Resolved.

I think Calvin has the right idea.

But I was puttering around in the kitchen yesterday, putting together a loaf of sourdough beer bread, and a couple of thoughts occurred to me.

  1. There’s something kind of magical in the transformation of water, flour, and yeast to bread. I know some of the science, but it still kind of amazes me when I dump a bunch of stuff in one end, and get something I can eat (that tastes good!) out of the other.
  2. I have a really nice bread machine that I haven’t been using as much as I should. I need to step that up, and I’ve already started working in that direction.
  3. I’ve been working through, or plan to start working through, several cookbooks: primarily Bread Machine Baking, though I want to try adapting some of the ones from Breads from the La Brea Bakery to bread machine use. Laurence Simon has some recipes on his site that I’d like to try as well.
  4. I’ve also been improvising some breads. For example, on Sunday I made a basic white bread from the cookbook that came with the machine, but I added a tablespoon of Penzeys Italian Herb mix and 1/2 cup of grated parmesan. It came out okay, but a little salty for my taste. (A major reason it came out that way is that I misread the recipe and added too much salt. If I had put in the correct amount, I think it would have been better, even with the added salt from the cheese.)
  5. But I haven’t been documenting the recipes I’ve tried, or my improvisations.

So I’m going to start keeping a bread journal of what I bake, where it came from, what changes/improvisations I’ve made, and how it came out.
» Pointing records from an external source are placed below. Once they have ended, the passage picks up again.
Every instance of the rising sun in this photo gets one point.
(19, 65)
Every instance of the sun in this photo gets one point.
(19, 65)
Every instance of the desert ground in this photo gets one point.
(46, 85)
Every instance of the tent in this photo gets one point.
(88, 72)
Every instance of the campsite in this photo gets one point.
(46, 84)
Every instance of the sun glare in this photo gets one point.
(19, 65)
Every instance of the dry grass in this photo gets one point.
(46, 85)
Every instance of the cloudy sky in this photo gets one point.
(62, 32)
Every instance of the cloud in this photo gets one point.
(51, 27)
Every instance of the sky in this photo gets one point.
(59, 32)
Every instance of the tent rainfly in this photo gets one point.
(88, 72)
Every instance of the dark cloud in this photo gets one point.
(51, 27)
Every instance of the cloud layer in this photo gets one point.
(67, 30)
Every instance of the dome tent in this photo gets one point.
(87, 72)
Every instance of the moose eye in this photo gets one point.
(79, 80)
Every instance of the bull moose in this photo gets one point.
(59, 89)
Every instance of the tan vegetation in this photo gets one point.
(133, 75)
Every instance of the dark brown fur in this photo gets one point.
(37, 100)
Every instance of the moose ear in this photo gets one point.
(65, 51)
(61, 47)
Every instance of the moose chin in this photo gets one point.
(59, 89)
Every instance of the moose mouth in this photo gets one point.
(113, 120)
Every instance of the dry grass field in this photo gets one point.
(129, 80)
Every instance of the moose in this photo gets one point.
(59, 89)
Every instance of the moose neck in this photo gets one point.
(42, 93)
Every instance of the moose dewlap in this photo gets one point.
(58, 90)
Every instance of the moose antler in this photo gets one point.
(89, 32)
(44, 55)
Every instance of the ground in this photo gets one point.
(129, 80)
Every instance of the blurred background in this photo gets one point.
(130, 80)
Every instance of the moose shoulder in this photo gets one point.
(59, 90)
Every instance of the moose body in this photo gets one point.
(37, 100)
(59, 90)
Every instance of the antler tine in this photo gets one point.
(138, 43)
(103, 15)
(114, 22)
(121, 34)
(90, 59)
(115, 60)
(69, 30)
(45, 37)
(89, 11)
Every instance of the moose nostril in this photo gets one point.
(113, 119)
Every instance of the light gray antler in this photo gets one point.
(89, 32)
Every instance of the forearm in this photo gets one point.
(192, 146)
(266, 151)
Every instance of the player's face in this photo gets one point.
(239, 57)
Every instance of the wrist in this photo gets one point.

I’m just using a simple notebook for this right now. But I’m thinking about posting these as regular entries (maybe once a week; as a single guy, a loaf a week is about what I go through) on a blog. Probably here; I thought about doing this on the SDC blog, but that’s more restaurant targeted than food in general. I don’t see that fitting in with the shared vision Lawrence and I have for that blog.

Would folks be interested in this? I don’t think there’s any danger of me turning into a foodie d’bag: TJIC would probably…well, maybe not sneer, but at least say something to me for using a bread machine rather than mixing and kneading by hand, for starters.

I’d also like to get some feedback on what I might be doing wrong. The sourdough beer bread tastes pretty good and has just about the right texture for my taste, but the top crust came out cracked and uneven. (The basic white bread+ I made came out distorted: one end rose to a normal level, but the other end just barely rose at all. I blame that on the salt problem. It was also pretty dense, but again, the salt problem, plus I kind of expect cheese breads to be dense.)

How about it, folks? Feel free to leave comments.

(I haven’t said this in a while, so let me drop this in here: if you buy stuff from Amazon using the links above or the search box to the side, I get a small kickback which I could use right now. Just saying; no obligation to buy.)

(Oh, and speaking of magic/science, I’ve started reading Ruhlman’s Ratio: The Simple Codes Behind the Craft of Everyday Cooking. So far, I’m enjoying it; he’s making me want to try some of these things for myself, which I think is a high compliment for a food book.)

(Note to self: look for good kitchen scale when out thrift-shopping again.)

(Note to self 2: they’re really not that much on Amazon. Does anyone have a recommendation?)